Last week we looked at the questions Pope Francis has been raising, what to do in the short term about the increasingly serious problems that are being raised, and whether capitalism (or socialism) could really bring peace or a lasting solution to poverty. Frankly, increasing charity and redistribution, while essential at present, can in no way be considered any kind of a solution.
As both Leo XIII and Pius XI pointed out, the solution — the second prong of Catholic social teaching — is to restructure the social order (“the system”), focusing on the institutions of money, credit, and taxation to encourage and enable widespread capital ownership. That will provide the basis for a lasting peace, not capitalism or socialism. This will require implementation of the three principles of economic justice:
• Participation or “Participative Justice.” “Participation” is the input principle that all people have a right to live in a culture that offers them equality of dignity and opportunity to contribute their labor as well as their capital, to the production of marketable goods and services. This requires equal access to the means of acquiring property in income-producing capital. As technology displaces or replaces labor, the ownership of capital becomes essential for a person in the modern world to earn a living. Such social means are necessary for all members of a society or wealth-producing institution to exercise their fundamental rights to become empowered to contribute to the success of the whole and to their personal success.
Distribution or “Distributive Justice.” “Distribution” is the out-take principle — based on the exchange value of one’s economic contributions — that all people have a right to receive a proportionate, market-determined share of the value of the marketable goods and services they produce with their labor, their capital, or both. Under Kelso’s binary theory of economics, every person is entitled to earn both from their human or “labor” contributions and from their capital contributions (non-human things in the form of productive land and humanly-created capital assets) that combine to produce all goods and services sold in the market. Kelso rejected the “Labor Theory of Value,” which ignores the reality of ever-advancing technologies that continue to eliminate many jobs throughout the world. Further, distribution based on need, rather than on contribution, is valid for charity. Charity, however, should never be a substitute for justice that could reduce the need for charity.
Feedback or “Social Justice” (formerly “Limitation”). “Social justice” is the feedback principle that balances “participation” and “distribution” when either essential principle is violated by the system. Social justice includes a concept of limitation that discourages personal greed and prevents social monopolies.

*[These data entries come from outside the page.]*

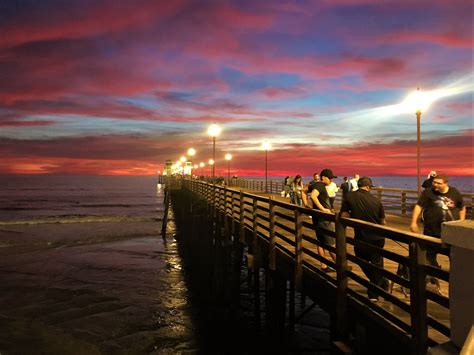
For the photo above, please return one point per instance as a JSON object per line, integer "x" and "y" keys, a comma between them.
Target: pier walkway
{"x": 281, "y": 237}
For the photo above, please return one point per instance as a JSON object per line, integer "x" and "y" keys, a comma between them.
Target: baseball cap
{"x": 328, "y": 173}
{"x": 365, "y": 181}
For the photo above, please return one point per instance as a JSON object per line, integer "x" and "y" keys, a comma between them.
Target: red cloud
{"x": 141, "y": 155}
{"x": 451, "y": 39}
{"x": 80, "y": 20}
{"x": 14, "y": 123}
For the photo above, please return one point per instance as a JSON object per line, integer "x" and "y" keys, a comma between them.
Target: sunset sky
{"x": 117, "y": 87}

It holds that every person has a personal responsibility to organize with others to correct their organizations, institutions, laws and the social order itself at every level whenever the principles of “participation” or “distribution” are violated or not operating properly.
The three principles of economic justice are the basis of the four pillars of an economically just society:
A limited economic role for the State (“There is no need to bring in the State. Man precedes the State, and possesses, prior to the formation of any State, the right of providing for the substance of his body.” — Rerum Novarum, § 7),
• Free and open markets within an understandable and fair system of laws as the most objective and democratic means for determining just prices, just wages and just profits — the residual after all goods or services are sold (“It would appear that, on the level of individual nations and of international relations, the free market is the most efficient instrument for utilizing resources and effectively responding to needs.” — Centesimus Annus, § 34),
• Restoration of private property, especially in corporate equity and other forms of business organization. It is important to note that “property” is not the thing that is owned. It is the set of rights, powers, privileges, and limitations that belongs to an owner. Typically, shareholders do not receive the full stream of income attributable to their share ownership, and, when dividends are paid, are subject to double, sometimes triple taxation. (“A working man’s little estate thus purchased should be as completely at his full disposal as are the wages he receives for his labor. But it is precisely in such power of disposal [i.e., control and enjoyment of the fruits] that ownership obtains, whether the property consist of land or chattels.” — Rerum Novarum, § 5), and
• Widespread capital ownership, individually or in free association with others, achieved through universal access to capital credit repayable with “future savings” (profits) from the future goods and services for which each new growth investment is reasonably expected to produce, in addition to whatever savings they accumulate, or wealth they inherit. Thus, the poor and middle class without past savings are enabled to acquire direct ownership of capital in an advanced economy. (“We have seen that this great labor question cannot be solved save by assuming as a principle that private ownership must be held sacred and inviolable. The law, therefore, should favor ownership, and its policy should be to induce as many as possible of the people to become owners.” — Rerum Novarum, § 46).
Pope Francis may not be offering the right answers at the moment, but let’s give him a chance. After all, it shouldn’t all be up to him. The heads of the Catholic Church have been saying the same things regarding what to do about the economy for nearly 125 years. It might be time for us to do a little listening.